Years later, I still have no idea what happened to those photos and documents, but I do know that countless memories from my family live only in those boxes. If they’re ever lost or thrown out, there’s no recovering them.
This all, of course, seems very old-fashioned in the days of iPhoto and iPhones. We take many, many more photos than previous generations, and most of them are stored on our computers. Of course, that’s not all that we store. In addition to photos, many of us keep tax documents, work projects, music, and more on our computers.
It would have been nearly impossible for my grandmother to create quality duplicates of all of her photos, but thankfully, it’s not too difficult in our digital age. You just need the right tools.
Take a moment to consider how devastating it would be to lose all the family photos, financial records, important documents, music, and more that you have on your computer.
With very little effort and cost, even the least nerdy of Mac users can set up an automated and trustworthy backup system to protect their computer’s data.
Rick Stawarz is the Founder and Lead Trainer at Macinstructor. When we asked him about backups, he said:
It’s rare for us to walk into a new client’s home and find a computer that’s actually backed up properly. Most non-techies assume all their information is on “the cloud.” Or, they’ve copied some pictures to a USB drive that’s now rumbling around the desk drawer. Establishing a proper backup strategy is so simple, yet so neglected. Thankfully, there are tools that we configure so that the client can rest assured that in the midst of the unexpected, their data is reliably safeguarded.

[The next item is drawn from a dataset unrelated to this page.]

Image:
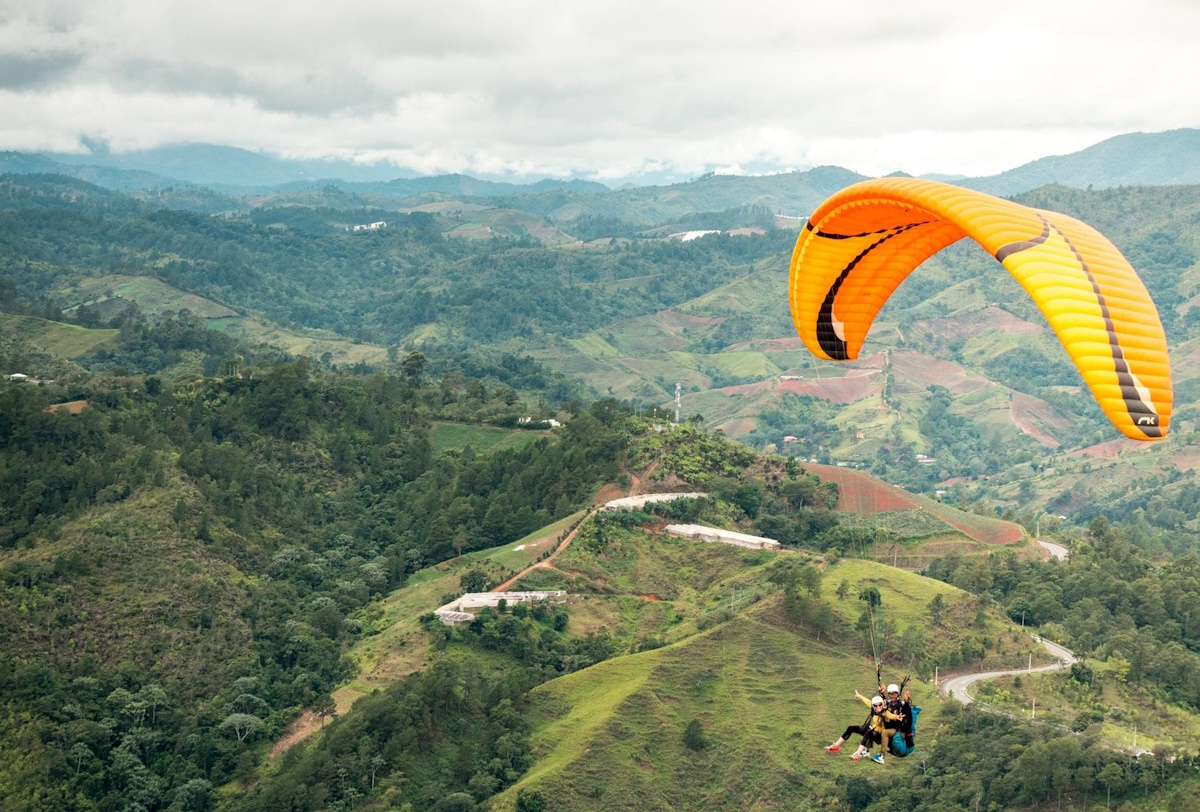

The reality is that almost every computer user will experience data loss at some point. It’s tempting to think that the solid state drives which come in most Macs these days are more reliable than spinning hard drives, but the truth is that they are not immune to failure, either. Device failure coupled with the risks posed by theft or natural disaster means that the odds are stacked against the average computer user.
External hard drives are practically getting cheaper by the minute; off-site backup services are affordable and extremely easy to set up; and OS X itself comes with excellent, built-in backup software.
In short, the greatest hurdle to overcome in terms of backing up your computer’s data is learning how to set things up. We’re here to get you past this hurdle.
Our Backup Advice
The best backup solution is one that has multiple levels. This means (1) having a local copy of your computer files, and (2) keeping another copy off-site or in “The Cloud” to protect against any data loss due to fire, flood, or theft.
Here is how you can set up a robust, secure backup system that, once set up, will require virtually no additional maintenance on your part:
(In addition to Time Machine, SuperDuper is an excellent app for making bootable clones of your computer that can be stored locally or off-site.)
For backing up your data to The Cloud, we recommend Backblaze as the service to keep your bits at a safe distance.
Quick-start guide to Time Machine
Keeping a regular backup on an external hard drive is the smartest way to keep your data backed up. It’s also the easiest way to restore something if your computer has a catastrophic failure or gets stolen at the local coffee shop.
Time Machine could not be easier to use. You simply plug in an external drive, turn on Time Machine, and let it do the rest.
For further reading, we’ve written much more about Time Machine, as it’s our pick for the best app to use for local backups of your computer.
Quick-start guide for Cloud Backups
The point of an off-site backup is that if someone breaks into your home and steals all your gear, or if your home is destroyed by a natural disaster, you won’t lose your most important files.
You don’t really need to keep an exact clone of your entire computer in the Cloud so much as you should make sure that all of your most valuable files are backed up to one other spot in addition to the hard drive on top of your desk.
For cloud backups, we recommend Backblaze. It’s just a few bucks a month, takes minutes to install on your Mac, and once you have it running, you’re all set. We’ve also written much more about Backblaze and why it’s our pick for the best service to use.